# how to import raw files???



## Destin (Sep 25, 2010)

Ok, so I have a nikon d40. I have all but given up on shooting in raw, because every time I try it I can't get the photos to import off of my card. My computer doesn't even recognize the fact that they are on the card. Is something wrong, or do I need certain software or something? I feel like a total moron for having to ask this!!!

Also, what do you use to post proccess raw images? Does photoshop let you adjust the white balance and such of it in post (which is the main reason to shoot raw in the first place, right?) or do I need specific software for that too?


----------



## oldmacman (Sep 25, 2010)

Destin said:


> Ok, so I have a nikon d40. I have all but given up on shooting in raw, because every time I try it I can't get the photos to import off of my card. My computer doesn't even recognize the fact that they are on the card. Is something wrong, or do I need certain software or something? I feel like a total moron for having to ask this!!!
> 
> Also, what do you use to post proccess raw images? Does photoshop let you adjust the white balance and such of it in post (which is the main reason to shoot raw in the first place, right?) or do I need specific software for that too?
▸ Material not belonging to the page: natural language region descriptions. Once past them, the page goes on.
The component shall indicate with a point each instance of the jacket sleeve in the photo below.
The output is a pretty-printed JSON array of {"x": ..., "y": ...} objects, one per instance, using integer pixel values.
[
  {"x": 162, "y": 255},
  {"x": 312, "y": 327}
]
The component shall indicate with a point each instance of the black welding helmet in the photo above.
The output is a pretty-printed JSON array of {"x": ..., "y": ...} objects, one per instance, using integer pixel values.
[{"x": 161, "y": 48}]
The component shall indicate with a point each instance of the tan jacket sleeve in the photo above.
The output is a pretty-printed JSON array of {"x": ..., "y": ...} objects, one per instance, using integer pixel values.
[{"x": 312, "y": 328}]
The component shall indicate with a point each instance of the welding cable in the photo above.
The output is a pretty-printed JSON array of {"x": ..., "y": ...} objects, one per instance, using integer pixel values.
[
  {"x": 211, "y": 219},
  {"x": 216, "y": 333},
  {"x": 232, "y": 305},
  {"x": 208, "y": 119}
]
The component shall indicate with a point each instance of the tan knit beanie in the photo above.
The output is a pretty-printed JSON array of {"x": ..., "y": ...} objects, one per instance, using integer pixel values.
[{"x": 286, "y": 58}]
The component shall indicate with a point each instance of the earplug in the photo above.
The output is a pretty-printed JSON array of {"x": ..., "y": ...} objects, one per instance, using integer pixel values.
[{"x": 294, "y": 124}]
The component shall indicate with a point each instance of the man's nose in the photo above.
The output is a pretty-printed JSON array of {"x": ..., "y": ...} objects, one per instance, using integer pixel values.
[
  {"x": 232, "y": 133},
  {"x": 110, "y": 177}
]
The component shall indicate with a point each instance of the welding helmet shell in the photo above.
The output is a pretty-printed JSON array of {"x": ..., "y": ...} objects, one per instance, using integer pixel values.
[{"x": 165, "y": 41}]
The camera should come with software that allows the import of images on to your computer. If you have lost the disk, here is a link to Nikon USA. This software has some basic tweaking features, but Light Room 3 and Photoshop will do your heavy lifting. Adobe just released the version 9 of Photoshop Elements at photokina. Elements will be a cheaper software package than either LR3 or PS.


----------



## Destin (Sep 25, 2010)

I have LR3, and cs4. neither one recognizes my camera's raw files. And I have nikon transfer, it doesn't either. I'm a bit confused....


----------



## Destin (Sep 25, 2010)

Ugh, just tried LR3 again, and now it works. It wouldn't before though, and I dont think I did anything different. Guess I must have though


----------



## Garbz (Sep 25, 2010)

Make sure you have both the latest lightroom version and the most recent Adobe CameraRAW plugin for Photoshop.


----------